The first thing I need to be clear on is adjusted to what? What am I aiming for? What image am I trying to attain to? It’s too easy (but true) to say that I’m hoping to attain to the image of Christ. This particular image also wants to be able run a 5k in under 20 minutes, a 10k in under 45 and finally complete a sub 4hr marathon. This particular image also wants to read hundreds of books every year, possibly even write one, watch dozens of films, master a new language, build a thriving gospel centred church in Stockholm, be a great husband, brilliant dad, learn to ski, skate, travel and play the piano effortlessly. Very few of those things would qualify as the image of Christ.

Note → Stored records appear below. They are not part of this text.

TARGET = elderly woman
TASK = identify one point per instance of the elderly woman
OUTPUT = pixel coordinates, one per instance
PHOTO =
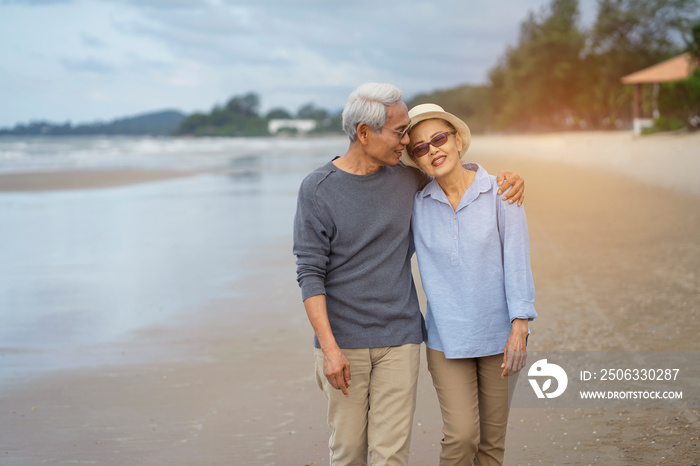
(473, 255)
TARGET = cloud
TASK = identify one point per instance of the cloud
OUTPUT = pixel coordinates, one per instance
(88, 65)
(33, 2)
(92, 41)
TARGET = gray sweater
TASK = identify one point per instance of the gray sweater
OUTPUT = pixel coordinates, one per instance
(352, 241)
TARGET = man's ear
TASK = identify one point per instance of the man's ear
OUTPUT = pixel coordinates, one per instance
(363, 131)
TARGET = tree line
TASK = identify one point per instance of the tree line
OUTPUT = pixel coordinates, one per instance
(562, 76)
(241, 117)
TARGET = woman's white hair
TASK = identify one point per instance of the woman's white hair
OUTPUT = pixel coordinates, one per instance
(367, 104)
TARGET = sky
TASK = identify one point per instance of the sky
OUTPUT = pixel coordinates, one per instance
(85, 61)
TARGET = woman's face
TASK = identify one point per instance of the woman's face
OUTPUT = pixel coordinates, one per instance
(438, 161)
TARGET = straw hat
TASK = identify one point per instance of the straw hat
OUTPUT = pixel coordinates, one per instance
(428, 111)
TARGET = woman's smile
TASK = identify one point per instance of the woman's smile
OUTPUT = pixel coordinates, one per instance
(439, 160)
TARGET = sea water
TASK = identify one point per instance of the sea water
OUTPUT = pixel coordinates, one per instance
(82, 267)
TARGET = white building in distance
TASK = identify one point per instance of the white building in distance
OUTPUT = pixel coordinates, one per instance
(298, 126)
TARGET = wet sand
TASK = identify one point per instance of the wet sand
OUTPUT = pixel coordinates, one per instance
(51, 181)
(615, 260)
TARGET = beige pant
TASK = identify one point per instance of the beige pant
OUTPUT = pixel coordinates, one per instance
(474, 402)
(377, 417)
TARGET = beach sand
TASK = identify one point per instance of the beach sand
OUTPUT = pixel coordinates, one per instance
(615, 257)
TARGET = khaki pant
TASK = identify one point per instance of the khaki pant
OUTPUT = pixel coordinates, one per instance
(474, 402)
(377, 417)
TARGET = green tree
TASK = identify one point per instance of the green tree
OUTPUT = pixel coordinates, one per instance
(247, 104)
(278, 113)
(629, 35)
(536, 83)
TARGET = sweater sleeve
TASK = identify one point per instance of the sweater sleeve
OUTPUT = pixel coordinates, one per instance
(520, 289)
(311, 242)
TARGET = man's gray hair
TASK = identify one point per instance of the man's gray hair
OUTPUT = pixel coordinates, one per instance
(367, 104)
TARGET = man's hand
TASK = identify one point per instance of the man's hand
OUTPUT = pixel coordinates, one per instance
(336, 368)
(509, 179)
(515, 351)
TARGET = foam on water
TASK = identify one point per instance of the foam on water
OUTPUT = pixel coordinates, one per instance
(87, 267)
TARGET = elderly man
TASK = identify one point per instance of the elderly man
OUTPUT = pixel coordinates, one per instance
(352, 242)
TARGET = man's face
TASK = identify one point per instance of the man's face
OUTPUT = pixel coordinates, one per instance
(386, 147)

So what about social media then? Well, I use it to find interesting articles from a hugely varied set of sources, I find inspiration and I find encouragement. Sometimes it’s just relaxing, helping follow sporting events or having a joke with friends from all over the world. Sometimes, though, it is aimless, pointless and fruitless. The goal is not necessarily to reduce or eliminate the use of social media nor to force every waking moment to somehow be effective, productive or creative. No, the aim is discern the difference between social media as an effective tool and social media as an endless distraction.
That’s not to say some habits aren’t just plain bad and need some radical readjustment – checking twitter & blogs while I’m taking my children to the park being the main one, demonstrating, ironically, both how right and wrong Microsoft was with this.
The issue then, as is almost always the case, not the technology available but the heart behind it that is the problem, my heart. A heart that is easily distracted from what is precious to what is immediate, from what is important to what is entertaining, from what is gold to things that glitter.
The first step is repentance, is acknowledging weakness and failure followed by a resetting of my gaze, onto Christ and what He has called me to. Only once I’ve done that are all the tweaks that follow of any lasting value.